25 novembre

giuliana giusti

Giuliana Giusti è professoressa ordinaria all'università Ca’ Foscari, è specializzata nello studio del rapporto tra lingua e genere e, tra altre cose, tiene un corso online accessibile gratuitamente sulla piattaforma EduOpen su linguaggio, genere e lingua italiana. 

 

Nel corso dei suoi studi ha analizzato l’impatto dei cosiddetti “stereotipi sottili” sulla disparità di genere. Che cosa sono?

«La nozione di “stereotipi sottili” è stata coniata dalla linguista Monia Azzalini, con la quale ho lavorato. Sono gli stereotipi che riguardano le professioni di prestigio: chiamare una donna con una professione “al maschile” quando svolge un ruolo di prestigio – per esempio, “il” presidente Giorgia Meloni – è uno stereotipo sottile».

C’è chi è contrario alla femminilizzazione dei mestieri perché “non è italiano”.

«Ma usare il maschile come riferimento a una donna che ricopre un ruolo specifico si fa da circa un secolo. Se andiamo a vedere i toscani del Cinquecento, per riferirsi alle donne usavano il loro ruolo al femminile: ministra di saggezza, consigliera di virtù. È un uso contemporaneo che è prevalso quando le donne sono entrate in ruoli di prestigio: non è neanche una conservazione dell’italiano, ma piuttosto un’innovazione che, secondo me, è grave».

Gli stereotipi sottili sono perpetrati anche dai media?

«I giornali sono molto ondivaghi. Spesso, nello stesso articolo ci sono incoerenze: per riprendere l’esempio di prima, magari nel titolo si scrive “il” presidente Meloni e nell’articolo si usa poi “la” presidente. Anche questo crea un’incertezza nel ruolo e toglie autorevolezza».

In che senso “toglie autorevolezza”?

«Togliere autorevolezza alla declinazione femminile di un mestiere significa privare la donna del prestigio del ruolo che ricopre, ma non solo.

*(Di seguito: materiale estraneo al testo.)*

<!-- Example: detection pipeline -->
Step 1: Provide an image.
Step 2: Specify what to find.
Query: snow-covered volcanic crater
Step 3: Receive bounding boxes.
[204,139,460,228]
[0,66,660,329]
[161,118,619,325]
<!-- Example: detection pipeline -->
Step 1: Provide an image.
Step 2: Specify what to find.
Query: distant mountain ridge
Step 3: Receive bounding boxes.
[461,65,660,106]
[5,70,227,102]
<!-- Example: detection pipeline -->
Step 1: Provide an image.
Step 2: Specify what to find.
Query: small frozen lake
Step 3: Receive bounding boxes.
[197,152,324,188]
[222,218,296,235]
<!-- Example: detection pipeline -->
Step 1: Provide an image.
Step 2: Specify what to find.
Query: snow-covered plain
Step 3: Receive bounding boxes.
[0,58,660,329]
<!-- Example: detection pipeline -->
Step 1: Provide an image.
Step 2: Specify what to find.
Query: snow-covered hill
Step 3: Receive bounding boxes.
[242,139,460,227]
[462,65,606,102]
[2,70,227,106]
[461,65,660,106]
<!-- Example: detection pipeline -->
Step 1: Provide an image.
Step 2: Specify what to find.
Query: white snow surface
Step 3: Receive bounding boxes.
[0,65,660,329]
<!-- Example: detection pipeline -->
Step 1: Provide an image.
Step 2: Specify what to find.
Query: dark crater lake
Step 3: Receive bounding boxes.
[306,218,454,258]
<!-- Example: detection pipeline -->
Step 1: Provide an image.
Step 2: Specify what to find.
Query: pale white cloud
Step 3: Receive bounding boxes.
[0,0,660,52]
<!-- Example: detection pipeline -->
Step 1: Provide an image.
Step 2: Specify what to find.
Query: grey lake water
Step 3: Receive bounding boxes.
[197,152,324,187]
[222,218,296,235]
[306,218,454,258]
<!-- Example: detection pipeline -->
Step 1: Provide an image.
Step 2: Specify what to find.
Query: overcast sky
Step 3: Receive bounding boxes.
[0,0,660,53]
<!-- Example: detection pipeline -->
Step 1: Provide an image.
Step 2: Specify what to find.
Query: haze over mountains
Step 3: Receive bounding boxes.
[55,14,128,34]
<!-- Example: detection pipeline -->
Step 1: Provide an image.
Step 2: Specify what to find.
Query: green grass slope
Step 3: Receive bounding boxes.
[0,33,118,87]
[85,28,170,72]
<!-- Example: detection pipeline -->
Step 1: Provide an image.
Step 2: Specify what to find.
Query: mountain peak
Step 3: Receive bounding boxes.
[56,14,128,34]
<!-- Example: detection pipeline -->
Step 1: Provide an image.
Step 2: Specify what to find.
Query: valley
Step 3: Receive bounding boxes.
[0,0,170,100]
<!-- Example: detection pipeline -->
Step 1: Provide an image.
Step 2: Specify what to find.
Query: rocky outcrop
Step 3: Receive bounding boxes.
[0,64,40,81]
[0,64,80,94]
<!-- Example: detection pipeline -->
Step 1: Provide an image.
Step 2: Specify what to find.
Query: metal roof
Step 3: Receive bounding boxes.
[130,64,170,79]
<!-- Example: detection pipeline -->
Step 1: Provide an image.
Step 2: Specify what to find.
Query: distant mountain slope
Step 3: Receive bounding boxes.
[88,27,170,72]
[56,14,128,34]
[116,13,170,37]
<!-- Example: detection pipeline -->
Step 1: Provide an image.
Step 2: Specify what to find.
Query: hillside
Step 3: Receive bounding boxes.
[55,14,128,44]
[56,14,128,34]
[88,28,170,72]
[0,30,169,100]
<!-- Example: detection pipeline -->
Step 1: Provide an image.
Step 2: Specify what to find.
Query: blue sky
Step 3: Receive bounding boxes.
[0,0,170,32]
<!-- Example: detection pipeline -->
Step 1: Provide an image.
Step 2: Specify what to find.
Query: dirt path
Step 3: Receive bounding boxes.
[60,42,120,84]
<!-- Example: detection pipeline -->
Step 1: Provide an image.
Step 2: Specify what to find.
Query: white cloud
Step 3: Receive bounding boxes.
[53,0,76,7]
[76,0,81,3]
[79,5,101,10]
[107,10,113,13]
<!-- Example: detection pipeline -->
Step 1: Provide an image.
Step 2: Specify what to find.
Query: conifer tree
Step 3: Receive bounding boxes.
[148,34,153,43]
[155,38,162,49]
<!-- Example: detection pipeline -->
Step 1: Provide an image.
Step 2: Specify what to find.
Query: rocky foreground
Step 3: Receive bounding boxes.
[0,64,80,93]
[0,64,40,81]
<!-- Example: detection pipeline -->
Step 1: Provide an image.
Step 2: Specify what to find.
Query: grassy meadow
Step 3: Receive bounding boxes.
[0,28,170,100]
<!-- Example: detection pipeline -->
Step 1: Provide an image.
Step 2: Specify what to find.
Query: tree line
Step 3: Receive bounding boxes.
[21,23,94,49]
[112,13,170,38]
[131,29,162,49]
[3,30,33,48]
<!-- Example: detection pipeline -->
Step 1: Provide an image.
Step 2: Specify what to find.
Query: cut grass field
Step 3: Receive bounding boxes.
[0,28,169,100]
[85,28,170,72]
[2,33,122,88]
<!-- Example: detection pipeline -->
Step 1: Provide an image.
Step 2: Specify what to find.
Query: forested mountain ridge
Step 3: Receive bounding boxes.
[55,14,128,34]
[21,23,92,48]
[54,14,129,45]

Il ruolo al maschile usato per una donna diventa l’equivalente del mancato prestigio femminile: chi non ha prestigio non ha autorevolezza in quanto donna, e diventa parte di una categoria svantaggiata».

Quanto peso hanno questi stereotipi linguistici nella disparità di genere?

«Eliminarli significa contribuire a fondare una cultura in cui la donna abbia la stessa autorevolezza di un uomo. Una cultura in cui un uomo non possa farsi una rappresentazione della realtà che giustifichi il suo desiderio di dominare, di possedere, di determinare quello che la sua compagna vuole fare. Il punto è far capire alle persone che la battaglia per il linguaggio non è secondaria, e non toglie nulla alle altre battaglie. Anzi, le rafforza».

A ogni femminicidio si parla molto dalla necessità di ripensare l’educazione dei ragazzi giovani nelle scuole. Gli stereotipi sottili ci sono anche a scuola?

«In realtà, nei libri di scuola accade poco che i ruoli di prestigio siano declinati al maschile pur riferendosi a donne. Ma questo è perché, in quei testi, le donne neanche li hanno, i ruoli di prestigio [ride, ndr]. Irene Biemmi, una ricercatrice della Sapienza, ha fatto un’analisi diacronica dei libri scolastici, trovando che presentano molti di quei ruoli stereotipici che ormai non esistono più: la madre che si prende solo cura della casa, la donna raccontata come fata o come strega».

E l’uomo, nei testi scolastici?

«L’uomo, invece, svolge tutti i mestieri immaginabili, tranne quelli di casa. Sono narrazioni che sembra non siano correlate al femminicidio, ma lo sono: i ruoli di genere si costruiscono attraverso degli esempi, che si stratificano nella conoscenza e nella rappresentazione del reale che ci si fa».

 

 La professoressa Giuliana Giusti. Foto dall'università Ca' Foscari.